Saturday, March 29, 2014
I Won't Delete You
I recently finished our school's yearbook. It was a pain in the, uh, butt. A tremendous amount of work for very little, well actually, no money. A guest teacher once said to me, "Oh, you're in charge of the yearbook, sorry to hear that" and then continued, "a job no one appreciates when its done perfectly and everyone points out the smallest mistake." Yep.
Nearing the deadline and desperately needing candid classroom photos, I deftly steered the teacher lunchroom conversation away from the most recent pregnancy updates (I'm the only male teacher in a staff of 30+) to an open solicitation towards any classroom teachers within earshot. The 'photos' that the yearbook company photographer provided were barely 'snapshot' quality.

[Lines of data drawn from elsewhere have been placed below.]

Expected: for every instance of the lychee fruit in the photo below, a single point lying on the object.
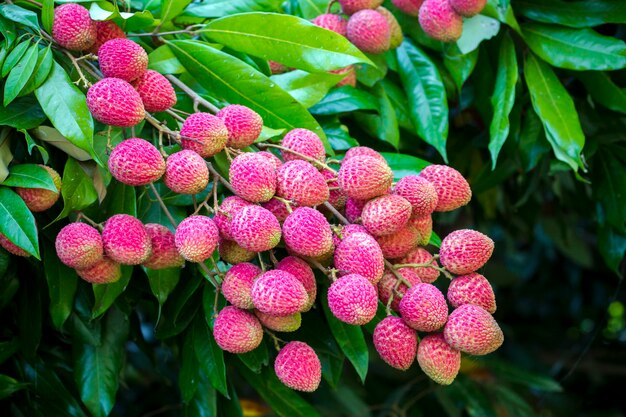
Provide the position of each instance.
(395, 342)
(136, 161)
(155, 91)
(464, 251)
(204, 133)
(279, 293)
(72, 27)
(440, 21)
(79, 245)
(438, 359)
(424, 308)
(307, 232)
(164, 252)
(302, 183)
(369, 31)
(298, 367)
(471, 329)
(255, 228)
(41, 199)
(304, 142)
(126, 240)
(364, 177)
(115, 102)
(253, 177)
(353, 299)
(244, 125)
(453, 191)
(196, 238)
(237, 331)
(237, 284)
(186, 172)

I needed photos that would be worthy of a lifetime memory.
Well actually, deftly is an overstatement. It was more of me blurting out "I need your photos people!" The approach was neither subtle, nor particularly effective. I only had four submissions following my plea, but four more than I had before.
Once I created the pages, I submitted the proof sheets to each classroom teacher for proofing. Children's names have to be checked for spelling and placement in the correct classes among other things. If a child's picture is missing, I start my search through the 35+ galleries to locate an errant portrait. The web-based software is excruciatingly slow and clumsy. If I can't find them, I use my makeshift portable background I created and make my way to all of the classrooms to do my retakes. Not a small task.
My school is a Title I school and our student body has a fairly high mobility rate (student mobility refers to the phenomenon of students changing schools for reasons other than grade promotion - Ed Week) My school can expect about a third of the students who begin their year with us, not be around to celebrate field day in June. Students come and go. Often without any notice.
I always get some of the proof pages back with an "X" over a student's picture. It always makes me a little sad. I think my job is to include, not exclude from our year's story. I know that kids with high mobility are more at risk for academic and behavioral problems. Maybe it's easier to cross off a difficult child. To their teachers, they can be a real pain in the, uh, butt. But they are our pain in the butt. No matter how long they spent with us.
Picture day is in September. Some of the kids leave early in the year and will surely be included in their new school's yearbook, but that's not guaranteed. A lot of calendar comes after that pretty smile is meant to be captured. I want to make sure that every kid, regardless of how long they spent with us, remain part of our story.
Every kid deserves to belong to something. I'm not going to take that away. I won't delete them. I'll find the room.